Existe un medio para aprender la esperanza y es el que el mismo Jesús utilizó cuando fue tentado en la esperanza o provocado a fin de que se desviara de la a menudo dura voluntad del Padre: pasaba la noche orando. La fuente de la esperanza es la oración y la oración exige el estado de vigilia. Para ejercitarnos en la esperanza, es necesario conquistar esa disposición permanente con la que María pronunció su Sí – a la voluntad de Dios. A través de su sí, Dios hizo obras muy grandes. Un Sí de un corazón humano abre la puerta a Dios a través de la cual puede entrar en este mundo y salvarlo. Hoy también María pronuncia ese sí a través de sus venidas a este lugar, llamándonos al camino de la santidad.

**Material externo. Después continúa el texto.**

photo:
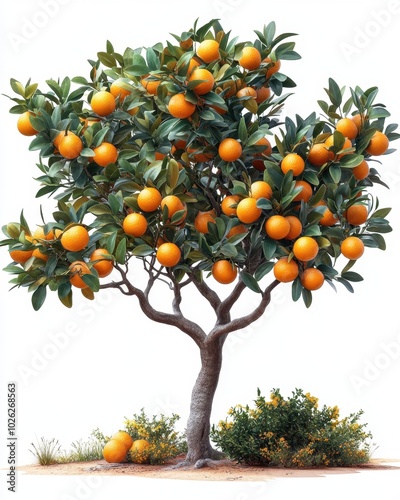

Nuestro Santo Padre, el Papa, nos llama al camino de la santidad. Así nos habla en su carta “Nuovo millenio ineunte”: “Sería un contrasentido contentarse con una vida mediocre, vivida según una ética minimalista y una religiosidad superficial.” Jesús en su discurso en el monte dice: “Sean perfectos como es perfecto el Padre que está en el cielo.” (Mt 5,48). Como si nos quisiera decir: sean felices como es feliz vuestro Padre Celestial. Escuchemos en las palabras de la Madre María el eco de las palabras de Jesús y permitamos que nos guíe hacia El.